ウォルグリーンはサンフランシスコ市内に53店舗を展開しているものの、ブッシュ・ストリートとラーキン・ストリートにあったウォルグリーンは2019年からは10番目の閉鎖店となったのだ。

カニンガム氏が地元紙に語ったところによると、サンフランシスコ市内にある店の万引きは他の地域の店の万引きに比べてなんと4倍も多いとしている。

件数でいえばいわゆる素人による万引きが圧倒的に多いのだが、金額ベースではプロフェッショナルが大半を占めている現実がある。

プロが増えた理由は2014年から施行したカリフォルニアの法律「プロポジション47(Proposition 47)」が要因だ。

これにより950ドル以下の盗難では非暴力の軽罪扱いで犯人もすぐに釈放となってしまうのだ。

そして店内でのマスク着用がプロフェッショナルの温床となってしまった。

ドラッグストアチェーンは最少人数でオペレーションを行っている。

またインターネットで販売しやすい商品をフロントエンドで扱っているのもドラッグストアだ。

サンフランシスコ市内には比較的ウォルグリーンが密集していることもあり効率的だ。

そのため万引きのターゲットになりやすく、盗みのはしごもしやすく、捕まっても罪が軽くなるため、プロの苗床になっているのだ。

 サンフランシスコ市内は万引きが制御不能の状態に陥っているともいえる。残念ながら閉鎖されるウォルグリーンはまだ今後も続きそうだ。

トップ動画:ニュース番組「インサイド・エディション(Insaide Edition)」ではテレビクルーの目の前でヤラセかと思わせるほど堂々と万引きする男をカメラが捉えた。

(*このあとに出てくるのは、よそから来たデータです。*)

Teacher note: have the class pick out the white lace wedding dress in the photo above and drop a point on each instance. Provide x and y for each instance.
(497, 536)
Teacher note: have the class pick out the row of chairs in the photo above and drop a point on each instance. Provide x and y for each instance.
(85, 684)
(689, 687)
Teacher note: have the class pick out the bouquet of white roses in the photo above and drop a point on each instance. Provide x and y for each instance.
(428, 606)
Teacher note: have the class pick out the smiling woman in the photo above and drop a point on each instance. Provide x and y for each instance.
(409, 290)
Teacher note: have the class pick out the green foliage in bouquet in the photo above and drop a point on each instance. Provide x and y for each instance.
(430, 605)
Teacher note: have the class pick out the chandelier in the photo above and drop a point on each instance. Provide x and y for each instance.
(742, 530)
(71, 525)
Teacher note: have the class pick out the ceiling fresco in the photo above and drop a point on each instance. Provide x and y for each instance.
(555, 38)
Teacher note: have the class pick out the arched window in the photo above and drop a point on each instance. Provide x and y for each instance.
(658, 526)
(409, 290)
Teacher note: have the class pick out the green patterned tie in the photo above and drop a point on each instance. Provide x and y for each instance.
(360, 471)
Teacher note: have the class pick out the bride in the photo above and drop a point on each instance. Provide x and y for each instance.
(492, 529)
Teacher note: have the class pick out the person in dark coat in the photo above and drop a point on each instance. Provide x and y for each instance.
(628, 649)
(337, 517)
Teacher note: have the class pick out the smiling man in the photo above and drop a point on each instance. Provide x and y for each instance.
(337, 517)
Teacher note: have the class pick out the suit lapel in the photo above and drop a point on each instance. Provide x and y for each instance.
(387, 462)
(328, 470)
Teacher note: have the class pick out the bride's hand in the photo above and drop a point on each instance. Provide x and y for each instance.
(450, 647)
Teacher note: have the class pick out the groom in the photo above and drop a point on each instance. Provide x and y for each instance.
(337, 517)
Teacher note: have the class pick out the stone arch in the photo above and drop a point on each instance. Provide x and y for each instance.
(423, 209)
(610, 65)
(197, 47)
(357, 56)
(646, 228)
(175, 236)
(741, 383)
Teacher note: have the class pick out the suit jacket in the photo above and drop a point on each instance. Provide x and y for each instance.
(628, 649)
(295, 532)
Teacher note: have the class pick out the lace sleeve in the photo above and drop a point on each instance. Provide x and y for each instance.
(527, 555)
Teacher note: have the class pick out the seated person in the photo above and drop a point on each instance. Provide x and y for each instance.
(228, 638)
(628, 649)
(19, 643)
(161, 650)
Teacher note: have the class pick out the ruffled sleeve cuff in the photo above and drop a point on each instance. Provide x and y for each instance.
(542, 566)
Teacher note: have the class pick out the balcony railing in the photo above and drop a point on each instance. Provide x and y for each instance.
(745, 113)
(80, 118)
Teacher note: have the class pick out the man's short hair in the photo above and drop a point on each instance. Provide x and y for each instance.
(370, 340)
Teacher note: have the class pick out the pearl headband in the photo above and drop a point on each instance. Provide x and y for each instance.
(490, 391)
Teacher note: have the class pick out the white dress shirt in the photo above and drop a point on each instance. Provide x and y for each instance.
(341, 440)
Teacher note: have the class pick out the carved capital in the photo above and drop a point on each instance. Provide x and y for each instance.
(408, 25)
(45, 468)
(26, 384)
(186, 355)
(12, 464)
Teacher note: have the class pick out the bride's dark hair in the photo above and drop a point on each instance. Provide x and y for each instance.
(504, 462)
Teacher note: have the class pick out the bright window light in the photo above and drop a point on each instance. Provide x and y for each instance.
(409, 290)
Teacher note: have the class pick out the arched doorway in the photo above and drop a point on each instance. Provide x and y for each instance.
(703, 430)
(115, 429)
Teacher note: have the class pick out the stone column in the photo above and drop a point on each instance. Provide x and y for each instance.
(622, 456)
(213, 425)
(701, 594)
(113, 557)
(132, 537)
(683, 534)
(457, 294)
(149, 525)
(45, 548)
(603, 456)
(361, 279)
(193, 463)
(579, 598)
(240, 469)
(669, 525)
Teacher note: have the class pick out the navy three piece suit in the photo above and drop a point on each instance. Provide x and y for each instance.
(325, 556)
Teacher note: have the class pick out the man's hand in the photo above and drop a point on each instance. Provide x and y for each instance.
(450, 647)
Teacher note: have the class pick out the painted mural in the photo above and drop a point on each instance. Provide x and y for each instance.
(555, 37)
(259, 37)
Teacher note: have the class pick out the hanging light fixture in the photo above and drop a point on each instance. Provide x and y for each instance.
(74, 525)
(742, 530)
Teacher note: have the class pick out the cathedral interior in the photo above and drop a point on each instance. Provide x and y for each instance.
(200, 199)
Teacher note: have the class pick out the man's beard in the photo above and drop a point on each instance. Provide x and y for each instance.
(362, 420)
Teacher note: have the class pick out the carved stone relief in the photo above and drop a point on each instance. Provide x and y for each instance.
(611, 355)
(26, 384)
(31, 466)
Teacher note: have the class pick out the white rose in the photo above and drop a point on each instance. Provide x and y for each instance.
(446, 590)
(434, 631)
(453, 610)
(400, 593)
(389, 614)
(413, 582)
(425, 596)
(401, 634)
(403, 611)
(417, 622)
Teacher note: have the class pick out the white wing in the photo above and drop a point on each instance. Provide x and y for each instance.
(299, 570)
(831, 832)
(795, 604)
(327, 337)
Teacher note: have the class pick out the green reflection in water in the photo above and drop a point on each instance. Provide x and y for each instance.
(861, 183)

⇒こんにちは!アメリカン流通コンサルタントの後藤文俊です。エントリー記事では万引き被害についてウォルグリーンを取り上げましたが、競合のCVSもかなりやられています。あまり良い言い方ではありませんが、サンフランシスコは万引き天国となっているようです。窃盗はプロフェッショナルによるものです。実は昨年10月、警察からメディスンマンと呼ばれていた男が逮捕されました。この男は窃盗グループを率いてウォルグリーンやCVSで万引きを繰り返していたのです。窃盗団の倉庫にはなんと800万ドル(約9億円!)相当の盗品があり、カリフォルニア州史上では最大だったようです。ほとんどがドラッグストアで販売されている市販薬やビューティ商品。高くても10ドル前後ほどでしょう。

メディスンマンを含めて5人摘発したのですが(手下を使っていても)万引きした回数を考えればもの凄い時間と労力をつぎ込んでいたと想像できます。窃盗メンバーの一人は盗んだ商品で埋め尽くされたトランクの画像をSNSにアップして自慢していたとか。これで足をつけてしまったようです。

 ただしこれは氷山の一角。摘発できていない真?のプロフェッショナル窃盗グループはまだまだいます。アメリカ流通業の闇であり現実です。